Shortly after the laser was discovered in 1960, second harmonic generation was observed, followed by a plethora of other discoveries in non-linear optics including stimulated light scattering. Talanov and colleagues in Gorky proposed that self-action effects arising from elastic third-order nonlinearities could play a significant role in the propagation of beams and pulses of light. Their work was paralleled by contributions from diverse groups worldwide including ones led by Charles Townes at MIT and Berkeley and Nicolaas Bloembergen at Harvard. Talanov helped usher in a new and important area of non-linear optics by publishing seminal papers on the theory of self-trapping and self-focusing in 1964 and 1965. In 1970, he, together with N. G. Bondarenko and I. V. Eremina, reported on observations of self-focusing leading to self-phase modulation and super-broadening (white-light generation) of short pulses of 1.06 mm radiation. The impact of temporal self-action effects includes the development of frequency metrology and ultrafast science including high energy laser pulse generation. Spatial self-action affects the design of lasers for fusion and other high-power applications.

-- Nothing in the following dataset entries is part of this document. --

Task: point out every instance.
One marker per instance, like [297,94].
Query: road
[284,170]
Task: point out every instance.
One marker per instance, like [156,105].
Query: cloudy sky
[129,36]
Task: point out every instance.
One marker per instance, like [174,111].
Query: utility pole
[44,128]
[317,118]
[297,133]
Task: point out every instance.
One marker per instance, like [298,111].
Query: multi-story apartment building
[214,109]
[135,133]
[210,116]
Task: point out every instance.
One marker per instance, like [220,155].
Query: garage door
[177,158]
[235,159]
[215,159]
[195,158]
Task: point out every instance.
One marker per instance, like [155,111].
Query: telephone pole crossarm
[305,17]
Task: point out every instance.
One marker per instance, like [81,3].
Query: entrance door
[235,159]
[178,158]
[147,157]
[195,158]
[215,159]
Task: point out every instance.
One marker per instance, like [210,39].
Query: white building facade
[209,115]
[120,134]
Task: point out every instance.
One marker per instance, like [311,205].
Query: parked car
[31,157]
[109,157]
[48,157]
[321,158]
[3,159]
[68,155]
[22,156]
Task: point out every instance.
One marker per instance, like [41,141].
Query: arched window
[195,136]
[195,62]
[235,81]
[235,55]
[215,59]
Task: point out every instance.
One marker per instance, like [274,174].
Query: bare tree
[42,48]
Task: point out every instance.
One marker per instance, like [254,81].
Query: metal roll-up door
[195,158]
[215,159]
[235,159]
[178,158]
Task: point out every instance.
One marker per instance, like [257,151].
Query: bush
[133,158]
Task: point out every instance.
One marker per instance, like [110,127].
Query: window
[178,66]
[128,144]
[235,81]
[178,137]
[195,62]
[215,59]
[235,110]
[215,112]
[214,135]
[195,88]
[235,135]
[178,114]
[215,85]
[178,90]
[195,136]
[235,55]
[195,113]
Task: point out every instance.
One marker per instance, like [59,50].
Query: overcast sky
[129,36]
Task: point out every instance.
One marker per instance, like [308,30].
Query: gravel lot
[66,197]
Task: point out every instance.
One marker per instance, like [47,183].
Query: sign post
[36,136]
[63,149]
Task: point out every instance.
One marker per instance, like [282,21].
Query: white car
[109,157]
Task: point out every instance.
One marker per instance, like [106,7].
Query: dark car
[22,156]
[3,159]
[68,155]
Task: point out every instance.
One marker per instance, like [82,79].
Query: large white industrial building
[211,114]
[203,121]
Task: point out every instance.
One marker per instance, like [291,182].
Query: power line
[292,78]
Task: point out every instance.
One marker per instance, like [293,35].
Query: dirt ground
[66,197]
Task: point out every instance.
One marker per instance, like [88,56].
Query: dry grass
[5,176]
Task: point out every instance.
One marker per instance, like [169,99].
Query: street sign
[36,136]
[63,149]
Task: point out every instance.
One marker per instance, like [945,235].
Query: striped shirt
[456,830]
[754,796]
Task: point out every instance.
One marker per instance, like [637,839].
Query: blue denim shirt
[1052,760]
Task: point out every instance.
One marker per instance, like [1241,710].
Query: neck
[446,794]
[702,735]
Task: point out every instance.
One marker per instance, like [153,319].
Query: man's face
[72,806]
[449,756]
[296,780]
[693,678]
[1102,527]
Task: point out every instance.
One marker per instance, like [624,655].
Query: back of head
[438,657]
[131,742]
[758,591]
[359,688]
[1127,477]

Talanov was born in Gorky on 9 June 1933. He graduated from Lobachevsky University in Gorky in 1955. He obtained a PhD in 1959 at the same institution under the supervision of M. A. Miller while also working as a research staff at the Research Institute of Radio Physics. In 1977, he became head of the Department of Non-linear Oscillations and Waves at the Institute of Applied Physics of the USSR Academy of Sciences, and later the head of the Division of Hydrophysics and Hydroacoustics. After receiving a Doctor of Science degree in 1967, he rose in academic rank at Lobachevsky University becoming a full professor in 1971 and a distinguished professor in 2008. He also held the Electrodynamics Chair in the Radiophysics Department from 1973 until 2002. He was elected a corresponding member of the Russian Academy of Sciences in 1987 and a full member in 1992. In 1988, he received the Lenin Prize for his work on self-focusing.
Talanov published more than 160 articles in the fields of electrodynamics, quasi-optics, non-linear optics, hydrophysics, and coherent seismo-acoustics. He published, with S. N. Vlasov, the book “Self-focusing of waves”.
He is survived by his wife, Nadezhda Talanova (nee Vvedenskaya), born in 1939; his son Vladimir, born in 1967; his daughter Lyudmila, born in 1976; and three grandchildren. Professor Talanov enjoyed the outdoors and travelled to many wilderness areas in Russia. He liked camping, fishing, hiking, and skiing as well as white-water kayaking and rafting.